Zugleich wird der Bonus für jene Personen, die nach Erreichen des gesetzlichen Antrittsalters nicht in Pension gehen und weiterarbeiten, von 4,2 Prozent auf 5,1 Prozent pro Jahr erhöht. Nachdem der Malus für einen vorzeitigen Pensionsantritt bereits auf 5,1 Prozent erhöht worden sei, werde nun mit der Anhebung der Zuschläge für einen späteren Antritt das Bonus-Malus-System ausgeglichen. „Länger arbeiten zahlt sich aus“, so der ÖVP-Klubobmann.

Härtefallregel für Korridorpensionen

Eine Härtefallregel soll außerdem harte Konsequenzen bei einer geringen Überschreitung der Geringfügigkeitsgrenze bei Erwerbstätigkeit neben der Korridorpension verhindern. Zudem will die Regierung eine verbesserte Information von Personen vor ihrem Pensionsantritt gesetzlich verankern.
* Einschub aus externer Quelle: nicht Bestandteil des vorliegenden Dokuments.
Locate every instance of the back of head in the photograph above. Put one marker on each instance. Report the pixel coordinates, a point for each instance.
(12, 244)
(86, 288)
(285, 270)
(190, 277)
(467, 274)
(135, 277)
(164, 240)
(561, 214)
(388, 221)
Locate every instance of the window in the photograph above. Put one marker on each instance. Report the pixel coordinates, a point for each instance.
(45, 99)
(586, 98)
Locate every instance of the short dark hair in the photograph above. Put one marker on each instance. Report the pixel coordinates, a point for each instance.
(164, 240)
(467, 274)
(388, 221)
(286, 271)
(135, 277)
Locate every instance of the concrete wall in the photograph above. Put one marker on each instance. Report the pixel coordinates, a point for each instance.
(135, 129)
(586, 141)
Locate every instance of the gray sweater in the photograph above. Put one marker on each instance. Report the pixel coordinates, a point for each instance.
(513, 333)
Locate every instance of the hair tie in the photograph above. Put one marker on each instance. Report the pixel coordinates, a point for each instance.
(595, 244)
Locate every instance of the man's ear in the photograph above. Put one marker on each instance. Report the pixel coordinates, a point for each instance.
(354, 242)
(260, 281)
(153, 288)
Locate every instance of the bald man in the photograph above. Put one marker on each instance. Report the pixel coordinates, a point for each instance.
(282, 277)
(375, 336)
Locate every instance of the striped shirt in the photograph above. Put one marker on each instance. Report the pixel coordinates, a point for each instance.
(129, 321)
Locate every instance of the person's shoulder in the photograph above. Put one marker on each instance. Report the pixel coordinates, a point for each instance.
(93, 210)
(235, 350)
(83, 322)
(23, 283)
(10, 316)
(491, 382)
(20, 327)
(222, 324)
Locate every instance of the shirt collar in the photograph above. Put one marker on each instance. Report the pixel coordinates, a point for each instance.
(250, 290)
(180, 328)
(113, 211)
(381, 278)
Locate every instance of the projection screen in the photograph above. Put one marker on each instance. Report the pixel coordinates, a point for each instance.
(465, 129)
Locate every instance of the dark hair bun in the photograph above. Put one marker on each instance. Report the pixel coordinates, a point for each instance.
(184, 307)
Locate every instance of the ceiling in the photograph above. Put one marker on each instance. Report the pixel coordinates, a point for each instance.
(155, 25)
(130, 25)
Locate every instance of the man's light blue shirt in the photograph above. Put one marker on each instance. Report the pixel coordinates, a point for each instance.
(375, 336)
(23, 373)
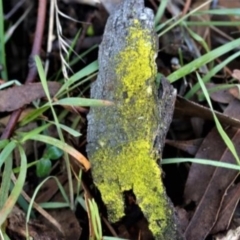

Einigung auf Anreize für längeres Arbeiten

Die Bundesregierung hat sich auf Anreize für längeres Arbeiten auch in der Pension geeinigt. Das soll das Pensionssystem entlasten – angedacht ist etwa, die Abgaben zu senken.

Parallel dazu will die Regierung weiter an der Attraktivierung der Vollzeitarbeit arbeiten. So soll es künftig für Teilzeitbeschäftigte einen Rechtsanspruch auf eine rechtzeitige Information geben, wenn im Betrieb Vollzeitstellen ausgeschrieben werden. Wenn das nicht geschieht und daher keine Bewerbung auf die Vollzeitstelle möglich ist, sollen die Arbeitnehmer Schadenersatz in Höhe von 100 Euro geltend machen können.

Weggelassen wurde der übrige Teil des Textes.